[08/25] memremap: move dev_pagemap callbacks into a separate structure

Submitted by Christoph Hellwig on June 17, 2019, 12:27 p.m.

Details

Message ID 20190617122733.22432-9-hch@lst.de
State New
Headers show
Series "dev_pagemap related cleanups v2" ( rev: 2 1 ) in Nouveau

Not browsing as part of any series.

Commit Message

Christoph Hellwig June 17, 2019, 12:27 p.m.
The dev_pagemap is a growing too many callbacks.  Move them into a
separate ops structure so that they are not duplicated for multiple
instances, and an attacker can't easily overwrite them.

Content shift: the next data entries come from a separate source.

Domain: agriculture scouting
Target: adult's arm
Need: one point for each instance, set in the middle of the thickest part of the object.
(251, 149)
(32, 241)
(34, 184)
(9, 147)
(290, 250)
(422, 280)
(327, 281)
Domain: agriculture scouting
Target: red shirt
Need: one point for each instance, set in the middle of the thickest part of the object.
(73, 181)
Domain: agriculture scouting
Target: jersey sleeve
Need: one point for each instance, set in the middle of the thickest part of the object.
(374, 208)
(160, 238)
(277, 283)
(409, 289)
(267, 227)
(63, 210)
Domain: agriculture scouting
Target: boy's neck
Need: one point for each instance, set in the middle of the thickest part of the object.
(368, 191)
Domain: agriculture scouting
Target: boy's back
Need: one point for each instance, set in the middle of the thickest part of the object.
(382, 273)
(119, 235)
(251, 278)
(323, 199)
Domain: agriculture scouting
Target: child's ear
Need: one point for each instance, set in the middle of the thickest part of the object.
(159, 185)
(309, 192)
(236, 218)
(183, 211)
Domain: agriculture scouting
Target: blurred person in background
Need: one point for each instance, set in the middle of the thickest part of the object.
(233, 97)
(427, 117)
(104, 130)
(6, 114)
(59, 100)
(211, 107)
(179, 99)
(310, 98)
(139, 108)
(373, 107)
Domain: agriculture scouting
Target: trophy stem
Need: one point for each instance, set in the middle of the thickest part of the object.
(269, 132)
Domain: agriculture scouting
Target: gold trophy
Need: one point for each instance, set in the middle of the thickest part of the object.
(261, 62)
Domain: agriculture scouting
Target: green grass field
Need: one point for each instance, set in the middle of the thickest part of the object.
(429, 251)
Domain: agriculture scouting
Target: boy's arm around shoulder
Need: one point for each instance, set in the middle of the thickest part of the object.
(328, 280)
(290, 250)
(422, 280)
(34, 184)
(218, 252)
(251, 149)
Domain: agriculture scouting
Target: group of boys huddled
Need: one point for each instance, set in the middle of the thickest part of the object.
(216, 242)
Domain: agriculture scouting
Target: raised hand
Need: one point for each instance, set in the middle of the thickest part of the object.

Signed-off-by: Christoph Hellwig <hch@lst.de>
Reviewed-by: Logan Gunthorpe <logang@deltatee.com>
Reviewed-by: Jason Gunthorpe <jgg@mellanox.com>
---
 drivers/dax/device.c              | 11 ++++++----
 drivers/dax/pmem/core.c           |  2 +-
 drivers/nvdimm/pmem.c             | 19 +++++++++-------
 drivers/pci/p2pdma.c              |  9 +++++---
 include/linux/memremap.h          | 36 +++++++++++++++++--------------
 kernel/memremap.c                 | 18 ++++++++--------
 mm/hmm.c                          | 10 ++++++---
 tools/testing/nvdimm/test/iomap.c |  9 ++++----
 8 files changed, 65 insertions(+), 49 deletions(-)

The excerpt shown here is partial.